Discussion in 'Literature' started by Force Smuggler, Jul 6, 2013.

  1. Gamiel Force Ghost

    Member Since:
    Dec 16, 2012
    star 5
    I think we have different starting point, my mind is still in the Bantam era of the EU (or earlier in some cases), and to my understanding the future looked a bit brighter in that time. I also don't know any of the history "just" before Legacy, so that's probably why the Legacy setting is a bit depressing to me.
  2. Gamiel Force Ghost

    Member Since:
    Dec 16, 2012
    star 5
    Personally I would have liked if the Legacy creators had used the Massassi from the Golden Age of the Sith as inspiration or a combination of the Massassi and Maul
    darklordoftech likes this.
  3. Gorefiend Chosen One

    Member Since:
    Oct 23, 2004
    star 5
  4. Jedi Ben Chosen One

    Member Since:
    Jul 19, 1999
    star 6
    Maybe, but if you've read TTT you have enough to see where this starts from and chart a reasonably logical progression from there.

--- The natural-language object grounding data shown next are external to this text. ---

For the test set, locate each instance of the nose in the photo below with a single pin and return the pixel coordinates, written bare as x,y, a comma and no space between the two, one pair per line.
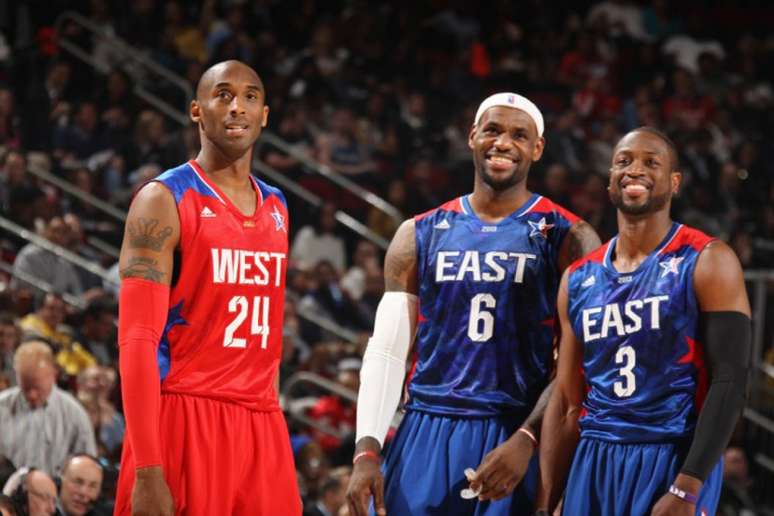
503,141
235,108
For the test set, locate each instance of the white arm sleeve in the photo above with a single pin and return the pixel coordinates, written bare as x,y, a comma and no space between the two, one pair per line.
384,364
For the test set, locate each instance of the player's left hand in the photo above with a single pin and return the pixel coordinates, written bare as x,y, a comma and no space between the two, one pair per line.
670,505
503,468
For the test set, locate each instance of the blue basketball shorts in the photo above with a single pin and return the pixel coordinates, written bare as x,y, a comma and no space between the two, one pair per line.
619,479
424,466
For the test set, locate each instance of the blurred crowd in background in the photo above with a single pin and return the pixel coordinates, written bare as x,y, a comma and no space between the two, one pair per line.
385,94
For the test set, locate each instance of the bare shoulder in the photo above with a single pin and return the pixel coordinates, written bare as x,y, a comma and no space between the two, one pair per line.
719,280
400,263
580,241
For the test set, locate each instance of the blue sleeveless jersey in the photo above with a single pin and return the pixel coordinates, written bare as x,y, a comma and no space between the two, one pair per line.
644,372
487,297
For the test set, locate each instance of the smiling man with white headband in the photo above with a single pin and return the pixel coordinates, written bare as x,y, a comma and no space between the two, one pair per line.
471,285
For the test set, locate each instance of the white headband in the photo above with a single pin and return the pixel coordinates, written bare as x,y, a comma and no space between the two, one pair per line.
513,100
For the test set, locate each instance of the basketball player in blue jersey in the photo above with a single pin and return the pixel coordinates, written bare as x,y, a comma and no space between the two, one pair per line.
655,342
475,281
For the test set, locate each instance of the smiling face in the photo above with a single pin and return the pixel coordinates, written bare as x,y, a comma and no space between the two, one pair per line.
504,144
643,178
229,108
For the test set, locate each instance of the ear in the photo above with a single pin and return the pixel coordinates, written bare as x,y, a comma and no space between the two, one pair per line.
195,112
537,151
676,179
265,119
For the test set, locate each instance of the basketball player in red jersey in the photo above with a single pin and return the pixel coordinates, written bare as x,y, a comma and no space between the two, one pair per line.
203,266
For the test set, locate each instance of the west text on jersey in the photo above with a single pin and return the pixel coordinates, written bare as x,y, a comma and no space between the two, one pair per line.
612,321
242,267
456,265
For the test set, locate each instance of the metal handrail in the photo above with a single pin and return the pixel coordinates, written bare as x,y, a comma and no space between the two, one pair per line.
58,250
339,179
41,285
73,190
313,199
129,53
320,382
181,116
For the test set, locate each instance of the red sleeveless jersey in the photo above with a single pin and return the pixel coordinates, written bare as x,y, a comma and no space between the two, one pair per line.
223,335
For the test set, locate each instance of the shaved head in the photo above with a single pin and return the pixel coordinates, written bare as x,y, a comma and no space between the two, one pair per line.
214,73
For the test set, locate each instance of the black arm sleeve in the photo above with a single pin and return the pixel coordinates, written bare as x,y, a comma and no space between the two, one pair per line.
726,341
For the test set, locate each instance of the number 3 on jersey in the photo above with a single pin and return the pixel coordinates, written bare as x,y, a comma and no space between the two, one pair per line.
481,322
259,322
626,356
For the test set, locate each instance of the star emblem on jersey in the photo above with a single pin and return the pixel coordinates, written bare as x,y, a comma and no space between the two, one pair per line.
444,224
279,220
670,266
539,228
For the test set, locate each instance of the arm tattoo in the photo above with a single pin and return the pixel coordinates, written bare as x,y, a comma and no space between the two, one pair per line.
400,259
144,268
143,234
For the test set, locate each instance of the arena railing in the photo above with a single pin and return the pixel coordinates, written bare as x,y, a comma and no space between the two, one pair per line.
40,285
58,250
139,66
297,408
78,261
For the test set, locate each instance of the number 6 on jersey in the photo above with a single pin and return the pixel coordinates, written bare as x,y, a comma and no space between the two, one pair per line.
259,322
481,322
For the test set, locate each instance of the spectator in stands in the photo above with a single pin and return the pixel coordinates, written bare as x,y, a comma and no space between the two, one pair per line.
41,424
32,491
47,323
334,411
81,484
76,242
149,144
95,386
313,466
7,507
314,243
332,495
372,292
384,224
10,337
46,266
21,198
81,139
47,105
292,128
341,150
10,121
353,281
97,331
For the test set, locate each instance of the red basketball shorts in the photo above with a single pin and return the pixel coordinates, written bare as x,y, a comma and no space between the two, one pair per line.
220,458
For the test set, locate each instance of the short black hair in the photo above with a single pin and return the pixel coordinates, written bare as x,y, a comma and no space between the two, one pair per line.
673,154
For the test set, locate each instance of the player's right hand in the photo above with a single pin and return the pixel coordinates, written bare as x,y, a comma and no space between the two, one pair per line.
366,481
151,495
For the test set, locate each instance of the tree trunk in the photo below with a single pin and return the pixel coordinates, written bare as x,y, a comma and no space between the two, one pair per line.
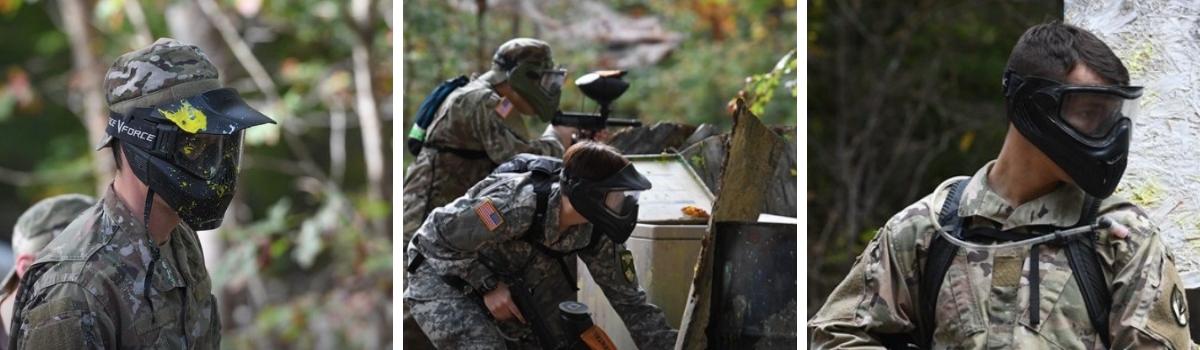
88,73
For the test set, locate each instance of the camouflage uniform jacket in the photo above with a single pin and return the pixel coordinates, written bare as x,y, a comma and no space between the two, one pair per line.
469,119
984,299
89,290
456,241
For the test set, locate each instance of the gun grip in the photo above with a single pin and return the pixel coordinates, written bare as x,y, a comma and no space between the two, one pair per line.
597,339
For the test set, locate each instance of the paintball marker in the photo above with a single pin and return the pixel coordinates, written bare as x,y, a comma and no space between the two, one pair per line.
604,88
576,323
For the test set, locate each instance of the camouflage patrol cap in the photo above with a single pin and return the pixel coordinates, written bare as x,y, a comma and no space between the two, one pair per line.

    TTT posits that the Empire, in order to have the bulk of the galaxy accept it for 2 decades, much have had some very strong declared ideals that remained despite the corruption and depravity. It then sketches out what such an empire might look like in its infancy with Thrawn and Pellaeon. Post-TTT, Pellaeon is the one who reforms the Empire but also recognises, a decade later, that it no longer has the military power to continue the war with the New Republic.

    What Legacy asks is whether the New Republic should have decided against shown mercy to the Empire, had it not done so, its successor, the Galactic Alliance, would not have been betrayed. Yet how do you really kill an ideal? If the NR had obliterated the Remnant would that instead have simply granted martyrdom status?

    In short, IF you assume the Empire in Legacy = the Empire from the films redux, then that would be a most erroneous assumption!

    The other thing is, from the Bantam era, Legacy is over a century away! Fans have been awfully cavalier and dismissive of 100 years!
  5. Gamiel Force Ghost

    Member Since:
    Dec 16, 2012
    star 5
    I understand what you are saying, it is just that I had preferred if the Republic had still been the uniting force in the Galaxy without having compromised their principles, the Imperial Remnant more or less absorbed into it and with senators from the Nagai and other former enemy people among its representative.

    Men, men, men, you can not have everything you want[face_sigh]
  6. Jedi Ben Chosen One

    Member Since:
    Jul 19, 1999
    star 6
    I'm not seeing how this would be better?

    Amongst other reforms, one of the major ones Pellaeon brought in was that planets could leave the Empire if they wished to. In effect, over the course of 15 years the Empire moves from an evil totalitarian government to a more benign, though probably non-democratic, authoritarian form that acts as a practical rival to the then-NR's chaotic democracy.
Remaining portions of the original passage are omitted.